A couple of years ago she hadn’t had edges of her own.
He stopped outside the visitors’ center and shook his head. “I don’t like it.”
“Don’t like what?” She glanced around at the sparse crowd, but nothing seemed out of place, and she’d locked her empathy up behind her tightest shields the second they’d stepped out of the car. “Is something wrong?”
Instead of answering, he cursed and peered down at her. “Where exactly are we supposed to meet this woman?”
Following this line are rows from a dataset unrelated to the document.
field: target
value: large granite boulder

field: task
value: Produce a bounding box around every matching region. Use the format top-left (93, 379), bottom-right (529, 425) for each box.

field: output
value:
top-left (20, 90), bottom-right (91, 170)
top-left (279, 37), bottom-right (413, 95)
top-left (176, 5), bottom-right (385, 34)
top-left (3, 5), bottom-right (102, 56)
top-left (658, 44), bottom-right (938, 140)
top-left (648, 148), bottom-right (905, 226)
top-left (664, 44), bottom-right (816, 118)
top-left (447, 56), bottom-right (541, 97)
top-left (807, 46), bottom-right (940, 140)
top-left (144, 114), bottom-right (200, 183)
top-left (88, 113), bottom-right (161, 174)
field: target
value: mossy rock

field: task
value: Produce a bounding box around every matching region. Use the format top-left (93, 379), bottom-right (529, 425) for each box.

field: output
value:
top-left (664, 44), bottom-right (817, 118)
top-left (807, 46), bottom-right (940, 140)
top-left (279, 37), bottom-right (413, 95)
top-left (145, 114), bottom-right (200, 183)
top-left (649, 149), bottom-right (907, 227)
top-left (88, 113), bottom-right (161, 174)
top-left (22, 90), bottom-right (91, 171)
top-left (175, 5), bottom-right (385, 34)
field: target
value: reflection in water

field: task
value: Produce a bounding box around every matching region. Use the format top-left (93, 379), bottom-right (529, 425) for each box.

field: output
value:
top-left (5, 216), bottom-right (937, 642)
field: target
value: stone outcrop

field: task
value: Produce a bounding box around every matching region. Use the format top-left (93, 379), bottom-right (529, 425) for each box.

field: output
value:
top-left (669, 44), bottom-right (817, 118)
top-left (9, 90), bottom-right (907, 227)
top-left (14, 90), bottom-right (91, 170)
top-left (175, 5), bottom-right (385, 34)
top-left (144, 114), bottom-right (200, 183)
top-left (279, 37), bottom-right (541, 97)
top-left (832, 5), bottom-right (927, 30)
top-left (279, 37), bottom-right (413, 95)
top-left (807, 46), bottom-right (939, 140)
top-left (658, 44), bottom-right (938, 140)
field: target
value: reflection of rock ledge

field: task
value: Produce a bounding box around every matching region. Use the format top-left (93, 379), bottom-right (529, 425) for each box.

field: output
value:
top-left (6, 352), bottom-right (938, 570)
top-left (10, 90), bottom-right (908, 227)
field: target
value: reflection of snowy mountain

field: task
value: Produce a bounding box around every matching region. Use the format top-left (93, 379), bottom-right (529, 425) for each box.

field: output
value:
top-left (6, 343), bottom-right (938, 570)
The email hadn’t been specific, and her attempt to clarify had gone unanswered. “I don’t know. I assume she was planning on finding me. Or you. You’re not exactly unknown in supernatural circles.”
“Right. Alec Junior.” Andrew turned in a slow circle. “It’s open, but not open enough. See how this building and the pavilion both block off this area by the waterfront?”
She glanced at the pavilion, then turned and squinted toward the far end of the ship. “We could go wait down there by those planes or something? Or hell, back in the parking lot if you want. She’ll come to us. And if she doesn’t…”
He hesitated. “If I had to pick a spot, it’d be back by the Vietnam War memorial. Not too much elevation, plenty of cover. But it’s almost a quarter-mile, and your contact might never find us.”
Closing her eyes, Kat tried to consider the situation rationally. Possible information against acceptable risk. Not just risk to her, but risk to Andrew. His willingness to throw himself between her and danger had never been in doubt, after all. “You decide. I trust your instincts more than mine.”